TUMOR OF THE SPINAL CANAL ¨C A RARE LOCALISATION OF THE ACUTE MYELOBLASTIC LEUKEMIA (AML) IN CHILDREN - A CASE REPORT

Peregud-Pogorzelski J, Brodkiewicz A, Woźniak S, Fydryk J

Ist Department of Paediatrics1, Pomeranian Medical University, Poland

 

Presentation symptoms produced by the spinal cord compressed by tumor mass are seldom described features of AML A case of 10-year-old girl, born of the Ist pregnancy and Ist delivery, is described. No previous family history of malignancy. The child was admitted because of paleness, fatigue, apathy and increasing pain in lower extremities and spinal column for 3-4 weeks. During one day of hospitalisation the general status of the child rapidly worsened. The girl presented with flaccid paresis of the lower extremities and dysfunction of rectal sphincter. Neurological examination proved total loss of superficial and deep sensibility. Spinal MRI revealed the presence of tumor within the spinal canal which compressed the spinal cord at Th8-Th10. Prompt neurosurgical procedure allowed total excision of epidural tumor mass (15/10 mm). Laboratory findings revealed anaemia, thrombocytopenia and normal white blood cell count (45% of blasts). Bone marrow aspiration biopsy revealed 75% of blasts. Chest x-ray, abdominal ultrasonography and lumbar puncture were normal. Basing on morphology of malignant cells in bone marrow and immunophenotyping using flow cytometry the diagnosis of type M2 AML was established.

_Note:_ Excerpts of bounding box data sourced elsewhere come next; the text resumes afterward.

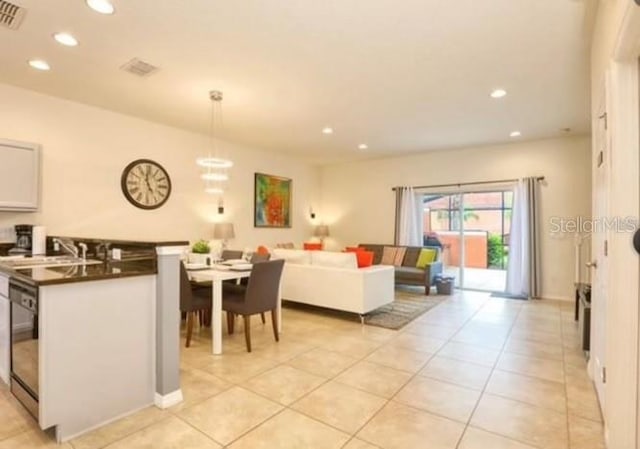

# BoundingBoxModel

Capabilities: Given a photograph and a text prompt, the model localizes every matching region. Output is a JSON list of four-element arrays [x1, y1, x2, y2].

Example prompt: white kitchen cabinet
[[0, 274, 11, 385], [0, 139, 40, 212]]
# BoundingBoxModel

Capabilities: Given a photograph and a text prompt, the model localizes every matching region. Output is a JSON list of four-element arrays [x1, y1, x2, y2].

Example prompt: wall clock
[[120, 159, 171, 209]]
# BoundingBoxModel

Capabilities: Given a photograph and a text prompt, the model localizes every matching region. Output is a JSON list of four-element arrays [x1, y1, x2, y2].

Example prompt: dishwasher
[[9, 278, 38, 419]]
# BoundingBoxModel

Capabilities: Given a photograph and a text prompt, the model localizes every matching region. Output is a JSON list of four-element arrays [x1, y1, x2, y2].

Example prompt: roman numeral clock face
[[120, 159, 171, 209]]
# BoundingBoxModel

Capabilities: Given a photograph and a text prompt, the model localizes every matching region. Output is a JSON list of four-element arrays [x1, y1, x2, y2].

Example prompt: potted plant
[[189, 239, 211, 264]]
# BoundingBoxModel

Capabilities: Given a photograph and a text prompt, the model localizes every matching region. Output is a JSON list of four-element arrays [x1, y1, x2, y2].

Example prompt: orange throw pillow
[[355, 251, 373, 268]]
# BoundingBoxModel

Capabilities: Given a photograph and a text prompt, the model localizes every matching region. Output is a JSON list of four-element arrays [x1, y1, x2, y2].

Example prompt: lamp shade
[[313, 225, 329, 237], [213, 223, 236, 240]]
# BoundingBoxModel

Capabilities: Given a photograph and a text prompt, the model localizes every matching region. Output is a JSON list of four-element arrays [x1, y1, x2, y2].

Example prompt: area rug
[[491, 292, 529, 301], [364, 286, 449, 329], [283, 286, 450, 330]]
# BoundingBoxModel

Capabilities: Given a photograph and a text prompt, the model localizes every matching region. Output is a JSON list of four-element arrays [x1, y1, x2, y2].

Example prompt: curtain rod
[[391, 176, 544, 191]]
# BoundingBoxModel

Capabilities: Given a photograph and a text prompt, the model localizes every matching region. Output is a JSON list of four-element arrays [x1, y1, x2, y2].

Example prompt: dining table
[[187, 264, 282, 355]]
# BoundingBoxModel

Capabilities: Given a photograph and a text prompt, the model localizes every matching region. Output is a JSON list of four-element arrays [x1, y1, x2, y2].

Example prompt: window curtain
[[506, 178, 541, 298], [395, 187, 423, 246]]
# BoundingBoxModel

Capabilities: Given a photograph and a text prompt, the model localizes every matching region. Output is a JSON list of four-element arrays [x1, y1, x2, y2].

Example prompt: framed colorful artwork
[[253, 173, 291, 228]]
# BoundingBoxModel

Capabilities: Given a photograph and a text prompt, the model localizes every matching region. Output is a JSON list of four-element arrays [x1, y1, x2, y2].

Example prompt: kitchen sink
[[0, 256, 102, 270]]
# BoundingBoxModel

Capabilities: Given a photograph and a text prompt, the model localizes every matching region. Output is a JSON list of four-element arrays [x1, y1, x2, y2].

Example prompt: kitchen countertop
[[0, 258, 157, 286]]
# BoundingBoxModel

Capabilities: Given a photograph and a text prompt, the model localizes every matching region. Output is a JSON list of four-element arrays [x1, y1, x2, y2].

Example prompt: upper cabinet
[[0, 139, 40, 212]]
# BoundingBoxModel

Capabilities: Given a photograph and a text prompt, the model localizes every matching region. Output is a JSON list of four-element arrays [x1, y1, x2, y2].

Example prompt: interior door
[[588, 89, 611, 410]]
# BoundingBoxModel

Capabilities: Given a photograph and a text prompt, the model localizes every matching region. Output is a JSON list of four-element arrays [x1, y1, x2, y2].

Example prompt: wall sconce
[[313, 225, 329, 243], [213, 223, 236, 251]]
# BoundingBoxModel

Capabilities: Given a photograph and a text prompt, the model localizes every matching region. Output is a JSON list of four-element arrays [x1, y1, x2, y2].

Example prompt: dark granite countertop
[[0, 258, 157, 286], [0, 236, 189, 286]]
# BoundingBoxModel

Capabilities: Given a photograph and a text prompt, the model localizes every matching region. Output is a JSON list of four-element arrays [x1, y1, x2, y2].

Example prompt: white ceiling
[[0, 0, 593, 161]]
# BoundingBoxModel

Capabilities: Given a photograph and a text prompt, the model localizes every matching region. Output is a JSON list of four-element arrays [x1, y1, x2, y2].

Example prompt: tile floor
[[0, 292, 604, 449]]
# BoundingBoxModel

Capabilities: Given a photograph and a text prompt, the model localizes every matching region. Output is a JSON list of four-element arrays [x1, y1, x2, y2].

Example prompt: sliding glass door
[[423, 190, 513, 292]]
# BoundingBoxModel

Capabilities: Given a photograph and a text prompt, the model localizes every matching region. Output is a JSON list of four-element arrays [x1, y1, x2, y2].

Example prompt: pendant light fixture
[[196, 90, 233, 195]]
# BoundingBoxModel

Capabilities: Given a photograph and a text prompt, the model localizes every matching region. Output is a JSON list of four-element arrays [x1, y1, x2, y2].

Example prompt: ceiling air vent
[[120, 58, 158, 76], [0, 0, 27, 30]]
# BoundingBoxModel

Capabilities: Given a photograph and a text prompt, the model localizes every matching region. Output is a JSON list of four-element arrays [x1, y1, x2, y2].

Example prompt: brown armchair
[[222, 260, 284, 352]]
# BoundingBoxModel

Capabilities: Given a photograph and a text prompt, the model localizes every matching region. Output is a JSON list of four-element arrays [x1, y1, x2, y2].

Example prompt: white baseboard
[[153, 389, 183, 409], [540, 295, 576, 302]]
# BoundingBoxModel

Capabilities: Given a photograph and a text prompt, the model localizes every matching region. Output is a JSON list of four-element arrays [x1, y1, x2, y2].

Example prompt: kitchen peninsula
[[0, 237, 187, 441]]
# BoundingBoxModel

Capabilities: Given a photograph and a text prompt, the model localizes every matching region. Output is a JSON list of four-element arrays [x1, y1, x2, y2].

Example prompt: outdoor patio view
[[423, 191, 513, 292]]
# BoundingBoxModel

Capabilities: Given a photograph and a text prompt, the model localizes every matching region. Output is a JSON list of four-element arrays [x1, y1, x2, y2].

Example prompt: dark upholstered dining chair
[[180, 262, 212, 348], [222, 260, 284, 352], [240, 253, 271, 324], [220, 249, 242, 260]]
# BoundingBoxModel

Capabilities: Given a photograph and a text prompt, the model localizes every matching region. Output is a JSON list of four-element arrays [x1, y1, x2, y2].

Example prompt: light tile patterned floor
[[0, 292, 604, 449]]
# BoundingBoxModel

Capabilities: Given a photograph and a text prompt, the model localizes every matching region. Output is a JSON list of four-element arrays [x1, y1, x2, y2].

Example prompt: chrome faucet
[[53, 237, 79, 259], [78, 242, 89, 260]]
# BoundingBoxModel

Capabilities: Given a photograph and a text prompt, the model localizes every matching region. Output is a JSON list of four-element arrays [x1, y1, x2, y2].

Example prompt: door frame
[[604, 1, 640, 448]]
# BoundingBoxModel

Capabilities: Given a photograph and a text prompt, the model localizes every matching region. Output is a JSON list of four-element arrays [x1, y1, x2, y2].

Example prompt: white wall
[[321, 136, 591, 299], [0, 84, 319, 249]]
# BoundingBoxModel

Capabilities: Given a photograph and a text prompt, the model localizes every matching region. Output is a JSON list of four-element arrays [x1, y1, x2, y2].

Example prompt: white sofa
[[272, 249, 394, 315]]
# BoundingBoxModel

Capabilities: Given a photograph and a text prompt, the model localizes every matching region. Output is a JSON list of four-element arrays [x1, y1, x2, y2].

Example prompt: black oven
[[9, 279, 38, 419]]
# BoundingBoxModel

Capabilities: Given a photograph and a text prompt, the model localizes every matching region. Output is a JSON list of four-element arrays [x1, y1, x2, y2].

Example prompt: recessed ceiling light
[[29, 59, 51, 71], [87, 0, 116, 14], [53, 33, 78, 47], [491, 89, 507, 98]]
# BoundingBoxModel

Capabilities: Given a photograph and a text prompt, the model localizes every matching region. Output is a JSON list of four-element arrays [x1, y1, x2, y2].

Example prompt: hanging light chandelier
[[196, 90, 233, 195]]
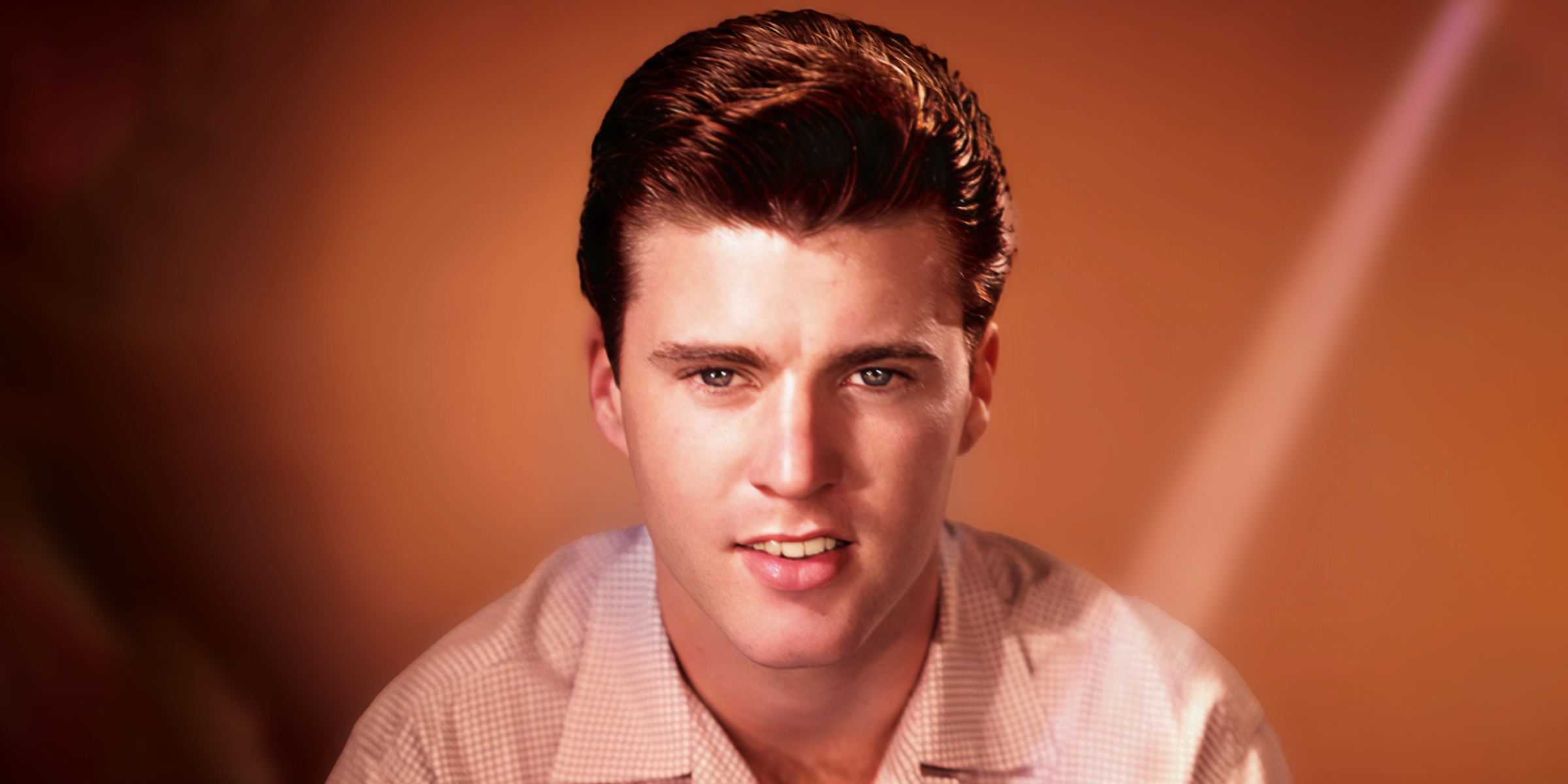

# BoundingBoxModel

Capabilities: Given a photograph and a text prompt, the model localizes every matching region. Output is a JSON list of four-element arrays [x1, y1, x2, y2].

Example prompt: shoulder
[[329, 527, 646, 783], [950, 525, 1289, 781]]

The treatment consisted of BFM ANLL 98 protocol and kinesiotherapy. The neurological symptoms gradually subsided and haematological parameters and general condition of the child improved. At present the girl is in remission of the basic disease. She regained ca 85-90% of her initial (before diagnosis of AML) physical fitness. The authors would like to underline extremely rare, atypical manifestation of AML at diagnosis, severe clinical symptoms in CNS and need for aggravating neurosurgical procedure.